El camarero cogió del estante un paquete de color verde de Tabacalera Española, que tenía cien gramos de tabaco picado; de una cajita metálica sacó unas piedras de mechero y el librillo de papel y se lo llevó a la mesa de los guardias. Éstos ya tenían los encendedores en las manos; unas mechas de color naranja de unos veinte centímetros de larga colgaban de los extremos de estos. Uno de los guardias puso la piedra en el lugar reservado para ella. Luego dio un golpe con la mano de canto sobre la ruedecilla del mechero: saltó una chispa que encendió la mecha al instante. Sopló sobre la brasa para que se encendiese del todo. Luego arrimó la mecha al cigarrillo y lo encendió, le dio fuego a su compañero y luego apagó la mecha introduciéndola dentro del tubo del mechero y colocando un dedo sobre el orificio de metal, cegándolo. La brasa, privada de aire y ahogada en su propio humo, se apagó al instante; luego enrolló la mecha alrededor del encendedor y se lo guardó en el bolsillo.

—Apúntalo todo en mi cuenta —le dijo al dueño del bar.

—No, esta noche invita la casa. Bastante desgracia tienen ustedes de ir por ahí con esta tormenta.

—Desde luego, ¡vaya nochecita! El puente de Picao se va a quedar cubierto por la riada. Toda la vega, desde la garganta hasta el puente, está cubierta de agua. Sólo asoman las puntas de los árboles. Como siga lloviendo así no se va a poder cruzar el puente y Algar se quedará incomunicado por este lado. ¡En fin! Tendremos que salir. A ver si llegamos a la ermita. Fírmame aquí en el parte, que nos vamos ahora que ha escampado.

El guardia puso delante del ventero el papel que justificaría ante su jefe que habían estado en la venta, cumpliendo el recorrido de vigilancia que le habían ordenado. Luego salieron a la carretera y se fueron.

El hombre del mostrador pidió otra copa de vino fino de Soto. Cuando se marcharon los guardias salió al porche de la venta y miró hacia el cielo, como si se tratara de adivinar si seguiría lloviendo o no. En realidad, sólo quería ver por dónde iban aquéllos y a qué distancia estaban. Vio que estaban pasando la alcantarilla del arroyo del manantial del Tempul y decidió esperar un poco más. Al cabo de quince minutos se asomó de nuevo al porche y observó que había comenzado a llover de nuevo, y no se veía nadie por la carretera.

—Vía libre —le dijo al dueño de la venta.

Entonces salió al porche, giró a la derecha y rodeó la venta. Sacó su mechero y le dio dos golpes sobre la ruedecilla: salieron dos chispazos, era la señal.

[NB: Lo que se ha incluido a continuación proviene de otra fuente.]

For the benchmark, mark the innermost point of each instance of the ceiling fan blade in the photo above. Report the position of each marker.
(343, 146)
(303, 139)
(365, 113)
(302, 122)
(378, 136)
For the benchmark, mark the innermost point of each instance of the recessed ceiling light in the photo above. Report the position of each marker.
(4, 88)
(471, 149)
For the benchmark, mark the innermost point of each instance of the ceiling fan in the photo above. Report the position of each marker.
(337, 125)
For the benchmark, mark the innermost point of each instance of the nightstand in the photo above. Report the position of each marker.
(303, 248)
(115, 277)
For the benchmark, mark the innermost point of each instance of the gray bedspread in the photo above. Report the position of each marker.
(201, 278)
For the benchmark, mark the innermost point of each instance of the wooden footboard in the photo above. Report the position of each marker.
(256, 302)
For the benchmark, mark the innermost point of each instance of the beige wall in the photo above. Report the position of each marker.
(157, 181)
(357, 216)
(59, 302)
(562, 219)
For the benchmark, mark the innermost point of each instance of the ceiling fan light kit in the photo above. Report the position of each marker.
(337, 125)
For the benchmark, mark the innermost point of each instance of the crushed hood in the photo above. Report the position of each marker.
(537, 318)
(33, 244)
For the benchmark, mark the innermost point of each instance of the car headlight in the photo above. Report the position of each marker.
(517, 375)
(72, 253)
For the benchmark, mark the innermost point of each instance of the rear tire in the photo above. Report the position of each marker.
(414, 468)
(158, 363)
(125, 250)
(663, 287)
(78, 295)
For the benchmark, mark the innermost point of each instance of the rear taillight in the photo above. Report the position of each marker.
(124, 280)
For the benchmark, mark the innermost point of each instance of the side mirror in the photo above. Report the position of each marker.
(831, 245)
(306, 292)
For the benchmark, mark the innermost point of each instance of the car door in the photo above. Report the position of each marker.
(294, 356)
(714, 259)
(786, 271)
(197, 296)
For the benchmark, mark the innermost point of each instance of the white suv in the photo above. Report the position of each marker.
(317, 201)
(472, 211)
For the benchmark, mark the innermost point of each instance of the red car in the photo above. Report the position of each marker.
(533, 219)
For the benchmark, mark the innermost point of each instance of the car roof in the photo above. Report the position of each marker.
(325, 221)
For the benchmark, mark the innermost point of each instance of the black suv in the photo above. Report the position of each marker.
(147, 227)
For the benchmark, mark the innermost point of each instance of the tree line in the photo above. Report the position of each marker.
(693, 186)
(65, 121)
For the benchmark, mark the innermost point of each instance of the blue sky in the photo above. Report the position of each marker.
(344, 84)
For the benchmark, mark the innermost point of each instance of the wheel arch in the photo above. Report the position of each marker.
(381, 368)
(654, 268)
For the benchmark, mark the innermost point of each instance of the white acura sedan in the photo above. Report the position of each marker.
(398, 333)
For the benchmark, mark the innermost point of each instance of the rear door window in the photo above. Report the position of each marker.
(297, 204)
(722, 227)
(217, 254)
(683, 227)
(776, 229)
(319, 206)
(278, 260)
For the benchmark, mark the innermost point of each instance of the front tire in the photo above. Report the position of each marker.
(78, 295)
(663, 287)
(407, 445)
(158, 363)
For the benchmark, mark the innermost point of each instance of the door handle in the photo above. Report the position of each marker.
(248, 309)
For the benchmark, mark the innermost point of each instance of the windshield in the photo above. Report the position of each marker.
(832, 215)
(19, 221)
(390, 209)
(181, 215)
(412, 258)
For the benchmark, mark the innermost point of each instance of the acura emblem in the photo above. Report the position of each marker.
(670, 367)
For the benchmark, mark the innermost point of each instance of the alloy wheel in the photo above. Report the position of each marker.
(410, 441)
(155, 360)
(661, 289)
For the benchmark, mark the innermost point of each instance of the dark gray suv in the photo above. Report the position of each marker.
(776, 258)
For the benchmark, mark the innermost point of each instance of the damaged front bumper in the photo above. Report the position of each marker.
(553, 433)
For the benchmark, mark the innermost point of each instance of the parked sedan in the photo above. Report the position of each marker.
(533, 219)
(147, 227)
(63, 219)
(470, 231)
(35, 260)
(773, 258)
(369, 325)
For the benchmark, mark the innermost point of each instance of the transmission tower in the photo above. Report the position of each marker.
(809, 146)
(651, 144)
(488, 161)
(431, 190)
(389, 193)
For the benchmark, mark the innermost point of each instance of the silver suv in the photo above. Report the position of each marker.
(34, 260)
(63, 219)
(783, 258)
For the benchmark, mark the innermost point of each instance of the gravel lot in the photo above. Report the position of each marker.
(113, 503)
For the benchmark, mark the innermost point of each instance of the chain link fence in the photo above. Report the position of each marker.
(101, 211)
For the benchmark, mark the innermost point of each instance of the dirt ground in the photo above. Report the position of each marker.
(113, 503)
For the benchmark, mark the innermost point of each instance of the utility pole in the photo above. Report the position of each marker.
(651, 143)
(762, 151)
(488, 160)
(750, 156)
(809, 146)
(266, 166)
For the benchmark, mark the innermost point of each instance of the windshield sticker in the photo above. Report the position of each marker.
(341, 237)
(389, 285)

Detrás del local, a unos cincuenta metros, se abrió una cancela en la alambrada que cercaba al monte, y media docena de caballos cargados con bultos y tapados con lonas pasaron la puerta, guiados por otro hombre. Se acercaron a la venta por detrás, hasta llegar a unos escalones que daban acceso a un patio interior. Allí, a la derecha, estaba el bar y la vivienda del dueño; a la izquierda estaba el almacén donde se guardaban las cajas que contenían las botellas de las bebidas que abastecían al bar. También tenían unas arcas grandes, de dos metros de largo por uno de alto y otro de ancho, rellenas de lonchas de tocino metidas en sal. Del techo colgaban jamones, chorizos y morcillas de las matanzas que se hacían en la casa.

En el patio había tres árboles frutales: un níspero, un peral y un naranjo. Junto a la escalerilla por la que se bajaba al patio había una puerta que daba a la panadería. Allí se amasaba y cocía el pan, en un horno de leña. Carecían de máquinas; todo se hacía a mano.

Los caballos se pararon en la puerta del horno. Rápidamente les quitaron las lonas a tres de ellos y descargaron las bolsas que venían atadas a los costados de los animales; luego metieron las bolsas dentro del almacén. El ventero se dirigió hacia un arca situada en un rincón, quitó una balanza de metal de dos platos que había sobre ella y levantó la tapadera de la caja para introducir en ella el contenido de las sacas de lona: paquetes de tabaco picado de una libra y de media libra. Los iban amontonando en orden según su marca: El Cubanito, Jorge Russo, Águila, Medalla de Oro…

—¿Quiere también cigarrillos Chesterfield?

—No, aquí los cigarrillos se venden poco. Todos mis clientes usan petaca y librillo de papel. Café sí que os compro, si es que traéis, y cuchillas de afeitar.

Uno de los contrabandistas descargó rápidamente una bolsa llena de paquetes de café colombiano y los colocaron en un armario escondido dentro de la vivienda del dueño del local.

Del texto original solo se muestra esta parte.